Successful Transition from Pediatric to Adult Rheumatology Care Is Challenging But Possible
Author:
Kimberly DeQuattro, MD
Clinical Fellow, Department of Medicine, University of California San Francisco
Citation: DeQuattro K. Successful Transition from Pediatric to Adult Rheumatology Care Is Challenging But Possible [Published online November 13, 2018]. Rheumatology Consultant.
At the American College of Rheumatology/Association of Rheumatology Health Professionals (ACR/ARHP) Annual Meeting in Chicago in October, there were a number of transition-related programs demonstrating transition is a priority for ACR and ARHP members. The programs sought to address the many challenges associated with transferring and transitioning patients with childhood onset rheumatologic diseases from pediatric to adult-oriented health care. While transfer is the change from a pediatric to an adult provider, it is only one component of health care transition. Transition is “a process of moving from a child to an adult model of health care with or without a transfer to a new clinician.”1,2 Thus, a patient who transfers at 18-years-old ideally also participates in a transition process that spans a period from 10- to 12-years-old through 24- to 26-years-old. Challenges vary with each of the stakeholders—patients/caregivers, providers, the healthcare system—and pediatric onset rheumatologic disease processes themselves can impede successful transition.

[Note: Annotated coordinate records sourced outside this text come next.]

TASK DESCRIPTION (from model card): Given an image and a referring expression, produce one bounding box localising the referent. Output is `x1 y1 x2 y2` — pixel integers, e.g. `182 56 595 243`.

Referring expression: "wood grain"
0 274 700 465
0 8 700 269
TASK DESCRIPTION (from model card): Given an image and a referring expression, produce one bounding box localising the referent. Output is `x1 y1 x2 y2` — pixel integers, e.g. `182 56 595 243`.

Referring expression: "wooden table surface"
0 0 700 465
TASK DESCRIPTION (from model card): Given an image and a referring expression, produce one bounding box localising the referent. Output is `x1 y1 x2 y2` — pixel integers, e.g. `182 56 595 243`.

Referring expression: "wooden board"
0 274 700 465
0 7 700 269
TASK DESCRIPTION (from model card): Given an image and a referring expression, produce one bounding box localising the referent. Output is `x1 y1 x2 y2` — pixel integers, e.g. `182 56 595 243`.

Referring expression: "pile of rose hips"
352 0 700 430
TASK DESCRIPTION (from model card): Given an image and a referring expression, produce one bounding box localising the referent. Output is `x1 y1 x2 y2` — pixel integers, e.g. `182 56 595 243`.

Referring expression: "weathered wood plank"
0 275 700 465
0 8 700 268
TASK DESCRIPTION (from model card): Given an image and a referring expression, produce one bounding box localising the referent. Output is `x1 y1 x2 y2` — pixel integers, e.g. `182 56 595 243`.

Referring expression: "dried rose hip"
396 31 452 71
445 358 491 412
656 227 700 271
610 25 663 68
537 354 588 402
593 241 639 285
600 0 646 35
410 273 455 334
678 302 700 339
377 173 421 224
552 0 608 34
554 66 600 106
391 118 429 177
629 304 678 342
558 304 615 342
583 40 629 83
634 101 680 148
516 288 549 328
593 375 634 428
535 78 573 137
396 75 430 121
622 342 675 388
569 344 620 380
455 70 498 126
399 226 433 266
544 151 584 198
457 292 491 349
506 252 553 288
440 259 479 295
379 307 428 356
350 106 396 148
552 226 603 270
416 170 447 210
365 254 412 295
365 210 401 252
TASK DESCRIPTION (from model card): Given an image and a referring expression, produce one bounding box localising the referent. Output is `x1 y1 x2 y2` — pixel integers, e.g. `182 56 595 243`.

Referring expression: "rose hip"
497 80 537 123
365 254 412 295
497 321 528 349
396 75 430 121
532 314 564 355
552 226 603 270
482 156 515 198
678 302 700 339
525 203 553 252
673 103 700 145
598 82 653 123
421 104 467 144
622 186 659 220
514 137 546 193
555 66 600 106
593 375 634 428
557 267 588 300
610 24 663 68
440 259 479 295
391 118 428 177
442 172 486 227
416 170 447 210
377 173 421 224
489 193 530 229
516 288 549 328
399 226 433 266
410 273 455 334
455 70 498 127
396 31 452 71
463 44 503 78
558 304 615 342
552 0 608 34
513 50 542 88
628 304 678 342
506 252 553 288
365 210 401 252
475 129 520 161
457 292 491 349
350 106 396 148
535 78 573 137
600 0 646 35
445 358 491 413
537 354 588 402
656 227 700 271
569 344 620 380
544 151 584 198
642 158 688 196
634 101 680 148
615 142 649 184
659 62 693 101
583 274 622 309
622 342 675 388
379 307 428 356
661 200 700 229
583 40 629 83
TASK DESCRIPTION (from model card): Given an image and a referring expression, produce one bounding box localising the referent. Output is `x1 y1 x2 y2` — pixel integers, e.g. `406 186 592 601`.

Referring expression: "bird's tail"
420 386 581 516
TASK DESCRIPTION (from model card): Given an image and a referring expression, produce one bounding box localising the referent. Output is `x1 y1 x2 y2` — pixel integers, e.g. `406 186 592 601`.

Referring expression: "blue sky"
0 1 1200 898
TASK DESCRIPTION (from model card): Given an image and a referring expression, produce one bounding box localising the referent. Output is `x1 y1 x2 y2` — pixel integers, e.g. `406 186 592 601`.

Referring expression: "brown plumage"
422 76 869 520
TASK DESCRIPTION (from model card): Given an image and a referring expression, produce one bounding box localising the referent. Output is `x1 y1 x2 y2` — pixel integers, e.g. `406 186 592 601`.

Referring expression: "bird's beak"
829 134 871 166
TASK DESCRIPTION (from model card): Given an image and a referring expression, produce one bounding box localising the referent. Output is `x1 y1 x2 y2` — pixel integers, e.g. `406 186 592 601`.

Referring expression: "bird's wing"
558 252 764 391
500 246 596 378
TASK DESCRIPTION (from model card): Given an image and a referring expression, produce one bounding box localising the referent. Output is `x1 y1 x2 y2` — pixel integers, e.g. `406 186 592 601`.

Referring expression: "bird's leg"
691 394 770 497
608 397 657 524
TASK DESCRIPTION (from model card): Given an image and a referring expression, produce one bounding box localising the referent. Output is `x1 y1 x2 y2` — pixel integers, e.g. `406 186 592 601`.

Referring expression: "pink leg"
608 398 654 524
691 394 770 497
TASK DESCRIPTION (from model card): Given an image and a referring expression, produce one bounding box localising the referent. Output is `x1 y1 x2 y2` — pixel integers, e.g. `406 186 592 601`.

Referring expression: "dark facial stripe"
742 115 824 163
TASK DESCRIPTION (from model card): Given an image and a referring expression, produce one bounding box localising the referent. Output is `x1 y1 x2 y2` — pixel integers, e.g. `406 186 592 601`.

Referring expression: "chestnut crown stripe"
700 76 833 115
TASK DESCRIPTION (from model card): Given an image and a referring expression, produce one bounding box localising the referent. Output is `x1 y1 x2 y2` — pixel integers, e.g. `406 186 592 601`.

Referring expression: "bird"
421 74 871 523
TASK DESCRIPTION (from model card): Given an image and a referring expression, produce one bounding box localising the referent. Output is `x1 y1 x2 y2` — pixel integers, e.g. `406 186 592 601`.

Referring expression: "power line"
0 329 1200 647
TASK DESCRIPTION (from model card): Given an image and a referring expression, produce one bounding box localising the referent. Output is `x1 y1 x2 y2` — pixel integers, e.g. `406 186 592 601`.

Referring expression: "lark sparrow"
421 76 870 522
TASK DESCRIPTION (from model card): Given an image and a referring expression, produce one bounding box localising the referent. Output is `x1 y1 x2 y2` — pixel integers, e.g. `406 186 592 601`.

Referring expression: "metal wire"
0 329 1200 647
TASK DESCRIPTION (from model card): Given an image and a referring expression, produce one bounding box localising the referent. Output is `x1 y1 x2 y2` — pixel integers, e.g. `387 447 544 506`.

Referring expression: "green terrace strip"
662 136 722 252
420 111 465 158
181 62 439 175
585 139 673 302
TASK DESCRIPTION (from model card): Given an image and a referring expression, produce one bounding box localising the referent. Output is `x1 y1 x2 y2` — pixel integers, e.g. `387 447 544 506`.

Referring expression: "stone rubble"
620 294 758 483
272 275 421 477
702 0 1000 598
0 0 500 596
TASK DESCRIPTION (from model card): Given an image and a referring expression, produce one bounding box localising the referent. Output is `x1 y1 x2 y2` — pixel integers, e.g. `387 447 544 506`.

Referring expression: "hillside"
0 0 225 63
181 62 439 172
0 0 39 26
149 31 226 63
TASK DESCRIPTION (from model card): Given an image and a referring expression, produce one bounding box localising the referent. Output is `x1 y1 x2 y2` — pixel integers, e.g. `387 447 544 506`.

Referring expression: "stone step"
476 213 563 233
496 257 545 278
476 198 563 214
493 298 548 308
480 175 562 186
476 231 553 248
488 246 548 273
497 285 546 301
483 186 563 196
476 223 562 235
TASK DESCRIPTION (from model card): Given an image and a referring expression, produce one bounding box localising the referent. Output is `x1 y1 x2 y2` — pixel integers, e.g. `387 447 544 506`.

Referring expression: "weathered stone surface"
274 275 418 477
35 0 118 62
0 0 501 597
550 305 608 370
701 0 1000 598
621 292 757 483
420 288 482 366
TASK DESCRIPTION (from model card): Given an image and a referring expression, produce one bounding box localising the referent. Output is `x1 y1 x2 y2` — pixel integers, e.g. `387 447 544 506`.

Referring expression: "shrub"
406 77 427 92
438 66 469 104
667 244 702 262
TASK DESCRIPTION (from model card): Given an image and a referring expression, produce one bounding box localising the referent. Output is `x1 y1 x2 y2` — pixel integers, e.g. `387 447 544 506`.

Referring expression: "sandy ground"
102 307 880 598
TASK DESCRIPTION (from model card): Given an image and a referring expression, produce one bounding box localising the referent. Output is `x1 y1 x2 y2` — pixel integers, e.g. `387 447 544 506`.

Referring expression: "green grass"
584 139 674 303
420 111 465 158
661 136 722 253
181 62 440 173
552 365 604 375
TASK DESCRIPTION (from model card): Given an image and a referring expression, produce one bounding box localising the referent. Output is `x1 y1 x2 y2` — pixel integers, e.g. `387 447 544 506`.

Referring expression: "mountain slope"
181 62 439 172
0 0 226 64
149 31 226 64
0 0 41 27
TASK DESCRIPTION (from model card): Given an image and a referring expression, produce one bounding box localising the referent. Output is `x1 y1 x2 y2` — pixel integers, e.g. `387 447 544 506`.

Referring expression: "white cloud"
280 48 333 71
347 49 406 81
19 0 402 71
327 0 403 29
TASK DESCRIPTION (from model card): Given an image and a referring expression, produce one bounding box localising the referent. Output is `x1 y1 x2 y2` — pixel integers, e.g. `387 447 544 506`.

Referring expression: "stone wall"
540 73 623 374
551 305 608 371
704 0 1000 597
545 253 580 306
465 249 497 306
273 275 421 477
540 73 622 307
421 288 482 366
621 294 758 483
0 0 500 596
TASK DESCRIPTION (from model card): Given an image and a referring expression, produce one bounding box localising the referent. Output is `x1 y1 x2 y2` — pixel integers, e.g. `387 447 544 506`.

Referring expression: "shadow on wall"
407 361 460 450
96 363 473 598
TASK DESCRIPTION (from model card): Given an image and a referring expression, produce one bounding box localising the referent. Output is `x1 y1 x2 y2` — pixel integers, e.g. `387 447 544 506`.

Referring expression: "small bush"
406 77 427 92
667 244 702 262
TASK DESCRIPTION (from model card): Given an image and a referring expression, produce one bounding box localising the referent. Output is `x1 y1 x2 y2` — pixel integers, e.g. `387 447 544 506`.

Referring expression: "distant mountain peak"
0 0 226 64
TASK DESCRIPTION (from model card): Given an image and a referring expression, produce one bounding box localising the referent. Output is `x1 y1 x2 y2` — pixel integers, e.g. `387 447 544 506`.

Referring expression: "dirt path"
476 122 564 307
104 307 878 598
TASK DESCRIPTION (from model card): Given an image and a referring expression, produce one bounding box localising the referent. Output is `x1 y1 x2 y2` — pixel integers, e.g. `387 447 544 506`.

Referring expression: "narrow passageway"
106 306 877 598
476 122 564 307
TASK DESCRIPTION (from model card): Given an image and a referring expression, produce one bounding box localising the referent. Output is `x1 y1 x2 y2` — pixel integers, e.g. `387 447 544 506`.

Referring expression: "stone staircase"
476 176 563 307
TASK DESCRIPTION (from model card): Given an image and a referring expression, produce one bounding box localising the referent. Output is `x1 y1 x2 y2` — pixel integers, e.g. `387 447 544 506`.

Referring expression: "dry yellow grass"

Barriers at the patient/caregiver level include lack of exposure to the transition process, difficulty taking medications or attending clinic regularly, and the strong bond of pediatric patients/caregivers to pediatric providers. Pediatric providers also may have difficulty letting go of their pediatric patients and have limited communication with adult providers to coordinate care, which is often compounded by fragmented medical records.3 Broad systemic factors that impact transition include socioeconomic status, health literacy, and in the United States, insurance coverage. Insurance changes are potentially dangerous for AYA patients since they can coincide with transferring care to adult providers. If coverage is lost and a new plan is not in place, AYA patients can run out of medications which can lead to flares and urgent/emergent care utilization and hospitalizations. Lack of insurance reimbursement for transition-related care—such as compiling a medical record for transfer or contacting an adult or pediatric colleague—may deter providers from the time-consuming transition processes. Since transition spans years of a patient’s life and two different models of care, time, money, and personnel are optimal but scarce resources.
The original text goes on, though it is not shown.